131 Views Asked by At

I'm trying to run a very large set of batch jobs on a RHEL5 cluster which uses a Lustre file system. I was getting a strange error with roughly 1% of the jobs: they could't find a text file they are all using for steering. A script that reproduces the error looks like this:

#!/usr/bin/env bash

#PBS -t 1-18792
#PBS -l mem=4gb,walltime=30:00
#PBS -l nodes=1:ppn=1
#PBS -q hep
#PBS -o output/fit/out.txt
#PBS -e output/fit/error.txt

cd $PBS_O_WORKDIR
mkdir -p output/fit
echo 'submitted from: ' $PBS_O_WORKDIR 

files=($(ls ./*.txt | sort)) # <-- NOTE THIS LINE

cat batch/fits/fit-paths.txt

For some small fraction of jobs, the error stream output would show:

cat: batch/fits/fit-paths.txt: No such file or directory

Weird enough, but it gets stranger.


When I change the files=($(ls ./*.txt | sort)) line to

files=($(ls batch/fits/*.txt | sort))

The jobs run without errors!

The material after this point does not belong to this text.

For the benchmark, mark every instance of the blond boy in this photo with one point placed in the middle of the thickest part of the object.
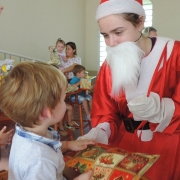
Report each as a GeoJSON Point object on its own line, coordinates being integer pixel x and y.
{"type": "Point", "coordinates": [32, 94]}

Needless to say, this is far from satisfying: I'd rather not have my jobs depend on black magic (although black magic is better than no magic).

Any idea what's going on here?

1

There are 1 best solutions below

0
On

Try replacing

files=($(ls ./*.txt | sort))

with

files=(./*.txt)

Normally, the shell automatically sorts glob results, and – in contrast to parsing ls(1) output, which should never be done in portable shell scripts – handles quoting of special characters correctly.

Although this is only an issue if you ever have files with certain shell metacharacters in them. Candidates here are space, tab, newline and possibly carriage return.